Омар Хайям - Султанов Шамиль Загитович 18 стр.


Здесь, наверное, стоит отвлечься от бесед Омара Хайяма с султаном и сказать несколько слов о том, что представляли собой носители высшей власти в сельджукской империи.

Наследники престола у Сельджукидов назначались еще при жизни царствующего султана. Существовала специальная традиция возведения на трон и присяги на верность будущему султану. Наследника сажали на лошадь, впереди которой шествовала знать, одаривали присутствующих халатами и вышитыми попонами.
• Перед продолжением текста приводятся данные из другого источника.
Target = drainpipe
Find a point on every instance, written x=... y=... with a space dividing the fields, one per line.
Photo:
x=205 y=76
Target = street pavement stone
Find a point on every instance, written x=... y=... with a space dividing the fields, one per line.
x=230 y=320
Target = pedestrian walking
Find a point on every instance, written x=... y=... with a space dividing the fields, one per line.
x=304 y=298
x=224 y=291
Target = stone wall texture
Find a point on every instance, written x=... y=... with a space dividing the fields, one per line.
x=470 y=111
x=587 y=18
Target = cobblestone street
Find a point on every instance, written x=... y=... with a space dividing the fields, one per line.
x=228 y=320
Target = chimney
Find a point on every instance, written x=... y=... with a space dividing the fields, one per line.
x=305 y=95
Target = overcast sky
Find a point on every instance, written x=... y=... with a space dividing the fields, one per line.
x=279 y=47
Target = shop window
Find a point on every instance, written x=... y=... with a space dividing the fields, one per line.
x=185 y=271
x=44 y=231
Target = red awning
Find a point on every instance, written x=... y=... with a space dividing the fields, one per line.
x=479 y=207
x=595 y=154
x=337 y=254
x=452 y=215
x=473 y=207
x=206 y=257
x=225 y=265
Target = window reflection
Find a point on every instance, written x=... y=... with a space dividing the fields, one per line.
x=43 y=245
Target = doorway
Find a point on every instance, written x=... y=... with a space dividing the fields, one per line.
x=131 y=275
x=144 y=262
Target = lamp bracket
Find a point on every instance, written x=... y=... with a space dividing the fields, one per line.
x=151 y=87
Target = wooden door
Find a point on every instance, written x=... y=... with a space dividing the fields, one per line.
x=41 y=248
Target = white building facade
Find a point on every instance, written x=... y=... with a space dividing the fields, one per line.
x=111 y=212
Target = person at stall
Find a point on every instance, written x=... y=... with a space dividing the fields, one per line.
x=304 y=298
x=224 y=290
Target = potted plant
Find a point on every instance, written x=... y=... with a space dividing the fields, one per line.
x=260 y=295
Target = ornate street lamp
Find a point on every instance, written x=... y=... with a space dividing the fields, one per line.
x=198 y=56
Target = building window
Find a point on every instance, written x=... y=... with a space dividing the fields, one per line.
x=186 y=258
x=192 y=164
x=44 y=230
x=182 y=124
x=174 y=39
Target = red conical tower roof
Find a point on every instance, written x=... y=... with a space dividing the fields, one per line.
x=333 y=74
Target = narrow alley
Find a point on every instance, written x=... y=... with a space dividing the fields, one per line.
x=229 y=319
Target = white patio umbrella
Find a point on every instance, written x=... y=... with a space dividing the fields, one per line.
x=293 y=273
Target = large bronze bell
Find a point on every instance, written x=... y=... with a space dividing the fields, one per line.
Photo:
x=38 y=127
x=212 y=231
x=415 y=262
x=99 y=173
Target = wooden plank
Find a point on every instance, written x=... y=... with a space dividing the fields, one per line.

Среди тюркоязычных народов в то время конь олицетворял собой племя и даже целое государство. Торжественное сажание наследника престола на коня символизировало его возвышение над народом и получение государственной власти.

Первым сельджукским властителем, присвоившим себе почетный титул «султан», был Мухаммад Тогрул-бек. Уже в 428 году хиджры (1036 или 1037 год) он назывался «великий султан, опора мира и религии». Обычно верховные правители старшей ветви сельджукской фамилий носили титул «великий султан, высочайший шахиншах», а также «султан Востока и Запада».

Начиная с Мухаммеда Тогрул-бека сельджукские государи получали формальное право на султанскую власть от халифа. Обряд посвящения сопровождался облачением в почетные одежды и другими церемониями, Именно сельджукские властители создали идею «султана ислама» как верховного светского правителя всего мусульманского мира, стоящего рядом с халифом, религиозным главой мусульман. Султан, получая от халифа инвеституру и специальный диплом, как бы становился «доверенным» самого «имама правоверных»[20], что, впрочем, не мешало сельджукским правителям вести борьбу с халифами, которые были лишены ими же светской власти. Султан считался «поверенным мира» на основе коранической догмы о божественном предопределении власти.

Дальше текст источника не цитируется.